Lantas, apa yang seharusnya menjadi sikap kita?. Maka, patutlah kita lihat sikap para sahabat dalam merespon Nubuwwat, yakni ketika mereka mendengar Nabi shalallaahu ‘alayhi wa sallam bersabda:
“Bani Israil dahulu telah dipimpin/ diurus urusan mereka oleh para Nabi. Ketika seorang Nabi (Bani Israil) wafat, maka akan digantikan oleh Nabi yang lain. Sesungguhnya, tidak seorang Nabi pun setelahku. Akan ada para Khalifah, sehingga jumlah mereka banyak.” Para sahabat bertanya; “Wahai Rasulullah, apakah yang engkau perintahkan kepada kami?” Rasulullah shalallaahu ‘alayhi wa sallam menjawab: Tunaikanlah bai’at orang yang paling pertama, lalu yang sesudahnya, dan berikanlah kepada mereka haknya, karena sesungguhnya Allah akan meminta pertanggungjawaban dari mereka atas kepemimpinannya. (Hadis diketengahkan oleh Imam Bukhari dan Imam Muslim).
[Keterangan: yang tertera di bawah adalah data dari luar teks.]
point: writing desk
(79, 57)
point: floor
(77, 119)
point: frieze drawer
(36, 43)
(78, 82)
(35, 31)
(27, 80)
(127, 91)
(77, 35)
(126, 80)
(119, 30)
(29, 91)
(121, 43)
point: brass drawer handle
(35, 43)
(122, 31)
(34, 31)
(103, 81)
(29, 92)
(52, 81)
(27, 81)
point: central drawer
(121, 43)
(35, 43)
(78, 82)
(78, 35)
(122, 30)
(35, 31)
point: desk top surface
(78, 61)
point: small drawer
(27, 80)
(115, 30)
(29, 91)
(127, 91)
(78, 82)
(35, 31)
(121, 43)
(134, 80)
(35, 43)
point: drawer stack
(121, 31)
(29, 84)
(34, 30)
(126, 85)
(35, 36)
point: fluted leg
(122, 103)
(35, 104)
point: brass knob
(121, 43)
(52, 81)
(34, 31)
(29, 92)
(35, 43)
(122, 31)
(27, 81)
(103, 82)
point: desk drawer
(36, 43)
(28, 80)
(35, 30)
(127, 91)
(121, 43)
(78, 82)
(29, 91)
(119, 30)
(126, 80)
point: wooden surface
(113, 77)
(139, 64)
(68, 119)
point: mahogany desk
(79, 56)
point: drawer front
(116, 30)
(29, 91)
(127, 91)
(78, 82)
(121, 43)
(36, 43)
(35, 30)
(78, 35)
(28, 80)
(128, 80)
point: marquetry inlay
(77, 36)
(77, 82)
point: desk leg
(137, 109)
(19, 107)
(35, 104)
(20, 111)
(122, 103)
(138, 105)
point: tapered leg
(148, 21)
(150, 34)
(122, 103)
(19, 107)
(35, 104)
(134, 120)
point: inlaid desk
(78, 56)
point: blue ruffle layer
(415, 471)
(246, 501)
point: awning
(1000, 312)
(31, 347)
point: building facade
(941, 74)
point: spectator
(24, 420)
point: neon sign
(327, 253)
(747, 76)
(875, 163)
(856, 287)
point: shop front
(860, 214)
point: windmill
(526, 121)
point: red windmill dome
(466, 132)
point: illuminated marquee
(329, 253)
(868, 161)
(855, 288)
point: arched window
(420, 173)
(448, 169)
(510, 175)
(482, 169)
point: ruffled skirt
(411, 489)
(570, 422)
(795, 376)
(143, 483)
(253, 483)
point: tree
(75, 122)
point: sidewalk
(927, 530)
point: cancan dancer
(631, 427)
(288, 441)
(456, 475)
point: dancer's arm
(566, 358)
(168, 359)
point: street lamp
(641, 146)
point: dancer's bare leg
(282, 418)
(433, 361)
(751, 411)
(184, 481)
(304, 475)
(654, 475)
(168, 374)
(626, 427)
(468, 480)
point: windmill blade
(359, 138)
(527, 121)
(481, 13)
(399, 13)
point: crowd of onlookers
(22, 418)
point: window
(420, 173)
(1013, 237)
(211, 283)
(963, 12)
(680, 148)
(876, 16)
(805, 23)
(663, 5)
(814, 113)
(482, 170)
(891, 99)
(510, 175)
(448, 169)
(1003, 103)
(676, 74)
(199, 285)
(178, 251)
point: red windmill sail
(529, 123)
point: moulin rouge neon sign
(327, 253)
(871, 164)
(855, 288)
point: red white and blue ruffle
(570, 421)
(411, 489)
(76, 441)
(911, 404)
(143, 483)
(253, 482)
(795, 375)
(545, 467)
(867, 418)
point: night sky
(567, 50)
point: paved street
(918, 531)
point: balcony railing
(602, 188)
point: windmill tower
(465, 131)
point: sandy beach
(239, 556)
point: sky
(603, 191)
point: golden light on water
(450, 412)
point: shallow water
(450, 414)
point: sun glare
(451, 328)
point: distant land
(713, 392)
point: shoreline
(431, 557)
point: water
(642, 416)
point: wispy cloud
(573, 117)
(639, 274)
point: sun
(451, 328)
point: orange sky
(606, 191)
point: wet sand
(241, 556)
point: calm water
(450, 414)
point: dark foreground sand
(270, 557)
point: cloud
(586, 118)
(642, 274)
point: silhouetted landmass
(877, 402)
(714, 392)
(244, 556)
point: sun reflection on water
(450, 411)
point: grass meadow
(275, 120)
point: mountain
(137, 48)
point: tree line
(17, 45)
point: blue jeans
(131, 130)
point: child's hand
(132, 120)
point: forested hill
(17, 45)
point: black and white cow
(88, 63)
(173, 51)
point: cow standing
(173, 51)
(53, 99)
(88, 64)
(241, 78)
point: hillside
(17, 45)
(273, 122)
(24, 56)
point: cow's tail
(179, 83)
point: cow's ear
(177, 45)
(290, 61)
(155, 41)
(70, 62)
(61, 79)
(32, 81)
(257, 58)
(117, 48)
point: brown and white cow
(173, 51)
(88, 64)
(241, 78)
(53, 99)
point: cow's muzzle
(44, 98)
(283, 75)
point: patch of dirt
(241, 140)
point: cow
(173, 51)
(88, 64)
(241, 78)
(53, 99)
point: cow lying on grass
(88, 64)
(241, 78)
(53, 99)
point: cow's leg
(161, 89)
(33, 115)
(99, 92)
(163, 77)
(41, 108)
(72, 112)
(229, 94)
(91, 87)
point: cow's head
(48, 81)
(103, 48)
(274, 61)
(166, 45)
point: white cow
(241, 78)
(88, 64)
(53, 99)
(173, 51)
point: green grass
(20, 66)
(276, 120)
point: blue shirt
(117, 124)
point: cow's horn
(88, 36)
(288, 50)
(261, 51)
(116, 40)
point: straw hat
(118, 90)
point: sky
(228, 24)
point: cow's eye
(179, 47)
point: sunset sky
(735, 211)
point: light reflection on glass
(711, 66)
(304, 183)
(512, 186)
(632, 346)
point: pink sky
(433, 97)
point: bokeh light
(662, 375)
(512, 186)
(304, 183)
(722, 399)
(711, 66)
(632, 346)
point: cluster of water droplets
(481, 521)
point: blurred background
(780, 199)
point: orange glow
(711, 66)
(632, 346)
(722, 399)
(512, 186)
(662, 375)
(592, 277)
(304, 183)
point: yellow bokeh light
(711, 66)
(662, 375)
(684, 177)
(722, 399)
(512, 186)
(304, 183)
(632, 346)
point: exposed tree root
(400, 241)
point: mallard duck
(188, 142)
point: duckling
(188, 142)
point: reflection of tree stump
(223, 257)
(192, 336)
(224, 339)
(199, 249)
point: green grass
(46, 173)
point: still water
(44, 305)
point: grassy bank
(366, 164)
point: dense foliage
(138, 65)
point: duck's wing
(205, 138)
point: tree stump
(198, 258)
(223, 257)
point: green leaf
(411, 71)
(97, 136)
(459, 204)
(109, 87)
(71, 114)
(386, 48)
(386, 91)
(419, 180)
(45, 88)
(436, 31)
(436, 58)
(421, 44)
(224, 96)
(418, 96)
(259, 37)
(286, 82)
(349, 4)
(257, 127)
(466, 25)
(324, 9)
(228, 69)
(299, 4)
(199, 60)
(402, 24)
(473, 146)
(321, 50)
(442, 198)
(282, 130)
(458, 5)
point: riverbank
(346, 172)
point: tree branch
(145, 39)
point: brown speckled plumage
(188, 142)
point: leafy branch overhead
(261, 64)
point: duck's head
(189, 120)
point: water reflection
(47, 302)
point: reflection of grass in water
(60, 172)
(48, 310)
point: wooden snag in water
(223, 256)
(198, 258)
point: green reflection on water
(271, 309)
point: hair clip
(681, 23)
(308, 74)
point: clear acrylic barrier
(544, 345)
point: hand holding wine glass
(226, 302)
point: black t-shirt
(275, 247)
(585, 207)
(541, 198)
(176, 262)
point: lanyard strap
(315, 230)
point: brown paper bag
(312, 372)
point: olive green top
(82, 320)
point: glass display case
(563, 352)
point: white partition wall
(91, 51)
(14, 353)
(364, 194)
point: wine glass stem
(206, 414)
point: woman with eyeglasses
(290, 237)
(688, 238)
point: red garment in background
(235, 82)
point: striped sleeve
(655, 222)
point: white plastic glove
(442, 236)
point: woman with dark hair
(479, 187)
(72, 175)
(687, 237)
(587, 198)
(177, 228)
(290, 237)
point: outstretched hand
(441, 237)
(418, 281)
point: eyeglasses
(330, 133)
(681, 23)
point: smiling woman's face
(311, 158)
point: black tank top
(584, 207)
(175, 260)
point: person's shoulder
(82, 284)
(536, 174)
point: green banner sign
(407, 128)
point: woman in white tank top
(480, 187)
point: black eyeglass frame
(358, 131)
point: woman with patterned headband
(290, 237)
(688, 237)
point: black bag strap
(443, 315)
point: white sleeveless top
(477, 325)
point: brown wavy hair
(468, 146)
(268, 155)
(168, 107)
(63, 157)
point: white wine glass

Kalimat dalam hadits; “Wahai Rasulullah, apakah yang engkau perintahkan kepada kami?”adalah bentuk pertanyaan antisipatif dari para sahabat untuk menghadapi suatu fase yang Rasulullah sebutkan, dimana mereka ingin tetap menjadi pribadi taat dan terhindar dari maksiyat, yakni masa setelah masa kenabian dimana ada Khalifah didalamnya. Pada masa tersebut, akan ada pihak yang merintis kepemimpinan Khalifah, ada pula pihak yang tidak direpotkan dengan berbagai ikhtiar suksesi, mereka tinggal memberi pertolongan dan pembelaan kepada kepemimpinan yang sudah ada. Yang harus dipastikan; ia adalah Khalifah, bukan yang lain. Wallahu a’lam! (AMS)
[Media-AnakNegeri]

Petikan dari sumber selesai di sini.